Zhang Hai-liang, Luo Wei, Liu Xue-mei, He Yong
Guang Pu Xue Yu Guang Pu Fen Xi. 2017 Feb;37(2):584-7.
Visible near infrared spectroscopy combined with genetic algorithm and successive projection algorithm was investigated to detect soil organic matter (OM). A total of 394 soil samples were collected from Wencheng, Zhejiang province. In order to simplify calibration model, a total of 18 characteristic wavelengths were selected with using genetic algorithm and successive projections algorithm. These characteristic wavelengths were subjected to partial least squares regression (PLSR) with leave-one-out cross validation to establish calibration model of soil organic matter (OM) with coefficient of determination (R2) of 0.81, 0.83, RMSEP of 0.22, 0.20 and residual prediction deviation (RPD) of 2.31, 2.45 for the calibration set and prediction set respectively. The results showed that using genetic algorithm and successive projections algorithm can simplify the model greatly while the assessing indexes of model such as R2, RMSEP and RPD were not reduced greatly compared with indexes of model using full spectra data to develop calibration model. Therefore, genetic algorithm combined with successive projections algorithm can be used to simply the model to predict soil organic matter.

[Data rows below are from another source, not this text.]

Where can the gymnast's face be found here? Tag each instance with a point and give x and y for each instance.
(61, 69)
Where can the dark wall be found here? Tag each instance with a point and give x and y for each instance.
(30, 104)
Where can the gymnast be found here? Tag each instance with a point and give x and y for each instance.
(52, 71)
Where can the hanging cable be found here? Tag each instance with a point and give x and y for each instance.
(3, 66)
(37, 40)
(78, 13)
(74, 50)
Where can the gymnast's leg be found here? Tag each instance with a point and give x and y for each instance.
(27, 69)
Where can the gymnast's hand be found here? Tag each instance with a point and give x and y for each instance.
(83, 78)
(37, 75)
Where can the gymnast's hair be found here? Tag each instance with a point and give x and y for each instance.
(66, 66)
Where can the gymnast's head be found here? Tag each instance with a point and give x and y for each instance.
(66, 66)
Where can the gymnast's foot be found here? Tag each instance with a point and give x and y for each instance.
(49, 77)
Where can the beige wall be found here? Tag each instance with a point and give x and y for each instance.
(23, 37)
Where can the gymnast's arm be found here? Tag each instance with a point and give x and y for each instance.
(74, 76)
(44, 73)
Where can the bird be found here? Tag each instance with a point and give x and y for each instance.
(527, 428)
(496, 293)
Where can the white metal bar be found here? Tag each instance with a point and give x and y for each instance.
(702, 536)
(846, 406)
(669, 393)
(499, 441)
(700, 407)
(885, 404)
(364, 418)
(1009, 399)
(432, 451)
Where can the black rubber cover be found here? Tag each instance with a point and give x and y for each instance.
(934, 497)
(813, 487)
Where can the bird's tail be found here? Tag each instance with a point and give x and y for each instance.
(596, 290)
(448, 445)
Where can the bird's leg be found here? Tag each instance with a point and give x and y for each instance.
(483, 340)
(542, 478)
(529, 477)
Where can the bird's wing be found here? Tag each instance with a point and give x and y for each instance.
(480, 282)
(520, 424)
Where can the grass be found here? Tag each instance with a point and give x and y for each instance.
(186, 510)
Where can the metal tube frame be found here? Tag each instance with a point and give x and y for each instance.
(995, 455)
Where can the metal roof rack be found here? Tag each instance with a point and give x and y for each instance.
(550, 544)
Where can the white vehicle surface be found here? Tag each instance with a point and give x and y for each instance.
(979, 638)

研究了可见近红外光谱结合遗传算法和连续投影算法用于检测土壤有机质(OM)。共采集了来自浙江省文成县的394个土壤样本。为了简化校准模型,使用遗传算法和连续投影算法共选择了18个特征波长。对这些特征波长进行偏最小二乘回归(PLSR)并采用留一法交叉验证,以建立土壤有机质(OM)的校准模型,校准集和预测集的决定系数(R2)分别为0.81、0.83,均方根误差(RMSEP)分别为0.22、0.20,剩余预测偏差(RPD)分别为2.31、2.45。结果表明,使用遗传算法和连续投影算法可大大简化模型,同时与使用全光谱数据建立校准模型的模型评估指标如R2、RMSEP和RPD相比,并未大幅降低。因此,遗传算法结合连续投影算法可用于简化模型以预测土壤有机质。